NEW YORK — Jones Apparel Group Inc. Wednesday said it expects to exceed previous first-quarter earnings per share guidance of 62 cents to 64 cents, but did not elaborate by how much.
The company, however, did quantify after-tax charges of 14 cents per share for contract obligations arising under certain employment contracts, including those for former president Jackwyn Nemerov and 10 cents per share due to a change in accounting for the non-cash write-down of trademarks.
Jones also announced that Irwin Samelman, vice chairman and director, will retire on April 30.
Research report updates by Wall Street analysts covering the firm indicated that the improvement in EPS is likely driven by better than expected results in Nine West footwear, the Lauren by Ralph Lauren line and Polo Jeans. Those gains are offsetting trouble spots in the weak career business category and sales in the department store channel.
According to the apparel firm, the contractual obligations under employment contracts are primarily for Nemerov and Samelman. Both have relinquished their seats on the board.
The charges under these contracts, to be recorded in selling, general and administrative expenses, are pre-tax amounts totaling $18.7 million for salary and bonus obligations and $10.8 million for non-cash stock option compensation expense from the vesting of outstanding stock options and restricted stock.

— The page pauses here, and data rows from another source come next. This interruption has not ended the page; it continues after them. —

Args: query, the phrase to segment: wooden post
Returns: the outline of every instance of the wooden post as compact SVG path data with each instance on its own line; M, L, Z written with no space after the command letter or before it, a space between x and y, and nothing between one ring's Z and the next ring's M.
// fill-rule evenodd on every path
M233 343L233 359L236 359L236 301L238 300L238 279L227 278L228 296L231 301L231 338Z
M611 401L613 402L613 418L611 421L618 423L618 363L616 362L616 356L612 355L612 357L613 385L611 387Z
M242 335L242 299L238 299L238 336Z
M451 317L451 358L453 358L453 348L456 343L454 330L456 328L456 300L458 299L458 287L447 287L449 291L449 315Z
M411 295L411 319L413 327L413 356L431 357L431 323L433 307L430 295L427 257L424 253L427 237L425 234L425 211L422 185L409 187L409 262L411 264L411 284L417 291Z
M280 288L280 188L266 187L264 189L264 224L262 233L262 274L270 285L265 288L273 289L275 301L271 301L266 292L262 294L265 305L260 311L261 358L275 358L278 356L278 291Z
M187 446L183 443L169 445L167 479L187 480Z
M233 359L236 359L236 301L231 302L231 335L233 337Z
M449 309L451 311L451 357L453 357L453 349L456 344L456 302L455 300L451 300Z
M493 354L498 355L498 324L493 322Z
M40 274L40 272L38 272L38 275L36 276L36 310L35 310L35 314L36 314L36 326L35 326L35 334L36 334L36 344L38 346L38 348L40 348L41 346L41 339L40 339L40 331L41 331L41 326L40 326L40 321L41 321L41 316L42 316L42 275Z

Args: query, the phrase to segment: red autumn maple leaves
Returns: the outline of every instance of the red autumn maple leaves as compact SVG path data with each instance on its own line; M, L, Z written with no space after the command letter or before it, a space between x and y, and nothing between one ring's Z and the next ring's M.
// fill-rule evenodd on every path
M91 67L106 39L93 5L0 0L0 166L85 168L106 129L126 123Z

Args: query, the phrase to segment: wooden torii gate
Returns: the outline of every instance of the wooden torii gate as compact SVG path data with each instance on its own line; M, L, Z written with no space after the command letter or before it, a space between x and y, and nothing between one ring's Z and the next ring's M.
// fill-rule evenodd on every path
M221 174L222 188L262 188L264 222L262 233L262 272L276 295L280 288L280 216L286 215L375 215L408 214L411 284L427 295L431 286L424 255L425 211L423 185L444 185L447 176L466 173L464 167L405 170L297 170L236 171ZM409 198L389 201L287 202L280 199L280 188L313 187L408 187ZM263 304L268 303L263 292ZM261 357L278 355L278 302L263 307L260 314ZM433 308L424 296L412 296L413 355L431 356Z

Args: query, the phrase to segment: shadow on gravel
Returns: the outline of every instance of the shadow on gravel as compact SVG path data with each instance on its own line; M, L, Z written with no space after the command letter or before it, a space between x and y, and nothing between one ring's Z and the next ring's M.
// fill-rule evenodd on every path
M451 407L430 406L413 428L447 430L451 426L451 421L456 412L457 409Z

Jones said that the pre-tax amount also includes $2 million in connection with certain obligations under the employment agreement that the company entered into with Peter Boneparth when it acquired McNaughton Apparel Group Inc. in 2001. Those obligations were satisfied in March 2002 when Boneparth was named president and designated chief executive officer starting on May 22, 2002.
Jones said nothing Wednesday in connection with its $300,000 settlement of Federal Trade Commission charges a day earlier. The sanction was for providing incorrect cleaning directions on some of its garments.
However, an alert issued Tuesday by Todd Slater, analyst at Lazard Freres, indicated the FTC “event was accounted for in the [fourth quarter of 2001 and] there will be no negative financial impact on future quarters.”
The firm said it will announce first-quarter earnings on April 30.
In a statement, Sidney Kimmel, chairman, thanked Samelman “for his major contribution to the growth and development of the Company over his 11 year tenure.”
“We certainly will miss him and wish him the best for the future,” Kimmel said.
In other news, Kenneth Cole Productions Inc. expects to spend $10 million to open or expand eight to 10 stores this year, a drop of 5.6 percent from last year, according to a Securities and Exchange commission filing.
The firm also plans to increase its retail square footage by 15 percent. Plans for the year include the opening or expansion of three to four retail sites and six outlet locations.